Home is where the heart & soul is

What does it take to turn a house into a home? More than fancy furniture, more than a big garden with a pool, it takes people to make the memories that make you feel at home. Add a piano and a singalong, says Mandy Collins, and you’ve got a perfect recipe for happiness.

I was visiting my friend’s very trendy loft apartment the other day, and she gave me the grand tour. As we walked through the space, she talked me through the various furniture arrangements she and her partner had tried: couches over here, table over there, things facing this way and that… as you do when you’ve only been in a space for a short time.

Another friend is looking for a small townhouse to buy, and for him, some things are sacrosanct – a shower, not a bath, space for a dishwasher, blinds on the windows, and enough space outside for his shiny silver braai. A bar would be a nice addition, but he’s prepared to compromise on that score.

It got me thinking about what makes a house – or a flat – into a home. Is it about the personal knick-knacks, the family photographs, the reminders flapping fruitlessly under a flurry of fridge magnets? Is the garden or the balcony or the really big tree that drops blossoms over your wall in spring? Is it about needing an en-suite bathroom, or an open-plan kitchen and family room so you can cook while the kids are watching TV?

For me, it was the piano. I had a small four-octave keyboard I tinkled on from time to time, but it just wasn’t the same. And it was only when I had a piano that my house truly felt like a home.

You see, I grew up with an antique piano, one with faint marks on the lacquered black wood where the candlesticks had once been attached. The keys were yellowed ivory and ebony, a la Stevie Wonder and Paul McCartney, and I spent much of my childhood perched on a stool playing scales and arpeggios and assorted pieces by Bach, Beethoven, and to my eternal shame, Richard Clayderman.

I yearned for a piano, and I could scarcely believe it when I finally managed to afford one. There it stood, gleaming, in pride of place in my lounge. Both of my kids have learnt to play on that piano, I’ve done a few piano exams myself, and we’ve had sing-songs and Christmas carol evenings around it.

But what I realise, as I contemplate what I’d look for in a new home now, is that it’s not really about the piano – it’s about the memories. What makes a home is the people in it, the people who visit it, and the memories they create together.
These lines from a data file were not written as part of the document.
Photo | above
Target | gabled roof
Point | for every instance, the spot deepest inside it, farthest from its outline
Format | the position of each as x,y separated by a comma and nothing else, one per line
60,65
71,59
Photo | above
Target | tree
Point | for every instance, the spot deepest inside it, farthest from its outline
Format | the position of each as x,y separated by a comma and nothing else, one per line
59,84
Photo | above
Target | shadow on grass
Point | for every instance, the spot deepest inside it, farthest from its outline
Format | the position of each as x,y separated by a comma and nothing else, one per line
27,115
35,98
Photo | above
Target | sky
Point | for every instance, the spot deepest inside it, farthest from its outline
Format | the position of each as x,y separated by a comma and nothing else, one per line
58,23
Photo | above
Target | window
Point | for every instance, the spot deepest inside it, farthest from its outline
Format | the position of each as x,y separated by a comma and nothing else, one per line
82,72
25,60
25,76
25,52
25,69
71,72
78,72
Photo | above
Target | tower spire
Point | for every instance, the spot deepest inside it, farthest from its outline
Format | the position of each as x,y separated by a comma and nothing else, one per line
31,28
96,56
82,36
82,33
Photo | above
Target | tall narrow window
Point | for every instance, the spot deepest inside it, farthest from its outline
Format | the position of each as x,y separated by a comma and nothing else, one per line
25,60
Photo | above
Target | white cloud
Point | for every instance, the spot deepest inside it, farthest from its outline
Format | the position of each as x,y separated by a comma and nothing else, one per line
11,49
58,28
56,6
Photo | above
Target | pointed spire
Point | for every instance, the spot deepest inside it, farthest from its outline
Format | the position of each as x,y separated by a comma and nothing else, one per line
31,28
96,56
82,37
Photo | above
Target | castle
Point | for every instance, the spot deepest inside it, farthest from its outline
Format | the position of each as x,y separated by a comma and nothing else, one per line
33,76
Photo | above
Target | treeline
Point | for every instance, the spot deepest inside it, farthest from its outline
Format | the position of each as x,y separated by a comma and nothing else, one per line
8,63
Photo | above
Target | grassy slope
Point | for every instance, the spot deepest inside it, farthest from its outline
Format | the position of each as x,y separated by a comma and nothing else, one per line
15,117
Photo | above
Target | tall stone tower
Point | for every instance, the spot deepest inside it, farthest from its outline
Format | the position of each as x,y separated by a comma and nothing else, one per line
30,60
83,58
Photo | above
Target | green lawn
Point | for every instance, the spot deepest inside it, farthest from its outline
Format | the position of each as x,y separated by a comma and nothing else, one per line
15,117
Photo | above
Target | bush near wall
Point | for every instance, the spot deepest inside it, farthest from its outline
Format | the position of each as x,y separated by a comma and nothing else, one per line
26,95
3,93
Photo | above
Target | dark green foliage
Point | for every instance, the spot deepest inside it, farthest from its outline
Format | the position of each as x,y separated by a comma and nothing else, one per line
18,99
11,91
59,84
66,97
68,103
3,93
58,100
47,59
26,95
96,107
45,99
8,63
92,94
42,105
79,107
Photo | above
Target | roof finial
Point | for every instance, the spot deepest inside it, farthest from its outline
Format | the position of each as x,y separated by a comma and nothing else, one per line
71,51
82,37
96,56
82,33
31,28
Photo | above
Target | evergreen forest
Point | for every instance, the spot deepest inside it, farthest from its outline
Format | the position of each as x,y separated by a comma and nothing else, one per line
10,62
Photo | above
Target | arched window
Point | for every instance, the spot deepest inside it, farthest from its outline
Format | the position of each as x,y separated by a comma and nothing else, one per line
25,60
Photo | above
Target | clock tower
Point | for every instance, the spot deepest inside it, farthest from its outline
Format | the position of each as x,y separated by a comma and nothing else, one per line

Home is about that time someone tripped over the dog and fell into the swimming pool, or fell asleep in the middle of dinner, or broke their toe, or managed to spill five litres of Oros all over the kitchen floor (don’t ask). It’s about the tree that fell on the roof, or the time someone’s bed collapsed, or the minor flood when someone left a tap on.

What makes a house a home isn’t the furniture or the décor or whether the bathroom has a bath or a shower. Those things are minor – you can make do until you have time and the budget to fix them up the way you’d like them. As long as it’s wind- and water-proof and functional, you can pretty much live happily anywhere, I reckon.

To really make a house a home, what you need is you, your family and friends, and all the love and laughter and lunacy that memories are made of.